General information
- Type: Target drone
- National origin: United States
- Manufacturer: Radioplane Company
- Primary user: United States Army Air Forces

History
- First flight: November 1944

= Radioplane OQ-6 =

1940s American target drone

The Radioplane OQ-6 was a target drone developed by the Radioplane Company under the designation RP-14 and evaluated by the United States Army Air Forces for service use. A small number were procured, but major production contracts were cancelled by the end of World War II.

==Design and development==
The Radioplane RP-14 was a small aircraft of conventional design, with a strut-braced monoplane wing and conventional empennage; power was from a Righter O-45 four-cylinder horizontally opposed piston engine. An improved version, the RP-15, replaced the O-45 with a McCulloch O-90. The airframe was improved over the company's preceding OQ-3, with improved streamlining.

==Operational history==
The RP-14 first flew in November 1944; designated OQ-6 by the U.S. Army Air Forces (USAAF), evaluation led to the development of the improved RP-15, designated OQ-6A, and orders for production of the aircraft in quantity were placed.
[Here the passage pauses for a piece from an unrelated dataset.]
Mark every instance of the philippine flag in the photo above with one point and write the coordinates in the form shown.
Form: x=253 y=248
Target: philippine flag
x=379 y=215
These orders were cancelled due to the end of World War II; however, some OQ-6s, redesignated XOQ-6A, were still in service with the United States Air Force (USAF) in 1948.

==Variants and operators==
- RP-14
Initial version powered by Righter O-45
- OQ-6
USAAF designation of RP-14.
- RP-15
Improved version of RP-14 with 60 hp McCulloch O-90; top speed 195 mph.
- OQ-6A
USAAF designation of RP-15.
- XOQ-6A
USAF redesignation of surviving OQ-6s and OQ-6As.